John David Washington (L) and director Christopher Nolan on the set of Tenet. Photo by Melinda Sue Gordon

Tenet is filled with set pieces, involving practical stunts. The entire project appealed to his work ethic, one ingrained in him throughout his entire life.

“It’s football, it’s my grandparents. It’s my father; my father works hard. My mother works hard. That’s why I loved acting in the first place, because I saw the work they were doing was not about the accolades or the positioning of fame or power, it was about the hours they put into it. That almost makes it look easy on game day,” he says. “I learned that early, and I got meaty examples between my uncles, my grandfather, my father, my brothers, my aunties — I got a lot of examples of it. Behind the Oz curtain of a Spike Lee film and a Chris Nolan film, you see the similarities. It’s not a secret: these people work hard.”

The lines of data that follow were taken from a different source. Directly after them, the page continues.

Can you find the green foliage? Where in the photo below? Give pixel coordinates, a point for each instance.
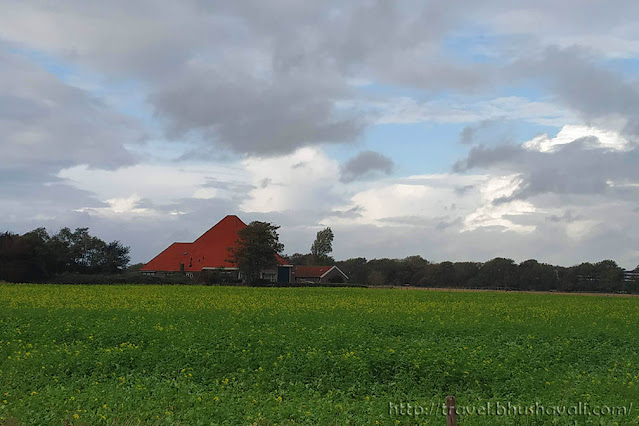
(194, 355)
(256, 249)
(498, 273)
(36, 256)
(322, 246)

He elaborates: “With Spike and Chris, they could shoot all day if they could. And it’s not for the sake of shooting, it’s to make sure they get it. It’s to make sure they’re putting the best product forward. Where they are in their careers, they don’t have anything to prove, but they work as if they’re slept on. They work as if they’re underdogs or something — it’s kind of crazy and encouraging to see that no matter where you are, or the success that you’re receiving, or if you are on an A-list, whatever that means, it comes down to the work.”

Washington concludes with what sounds like a pep talk to himself.

“I’ve got plenty of examples of that, so I know what I have to do,” he says. “I’ve got a lot of work to do.”

Tenet, starring John David Washington, opens in select theaters on September 3, 2020.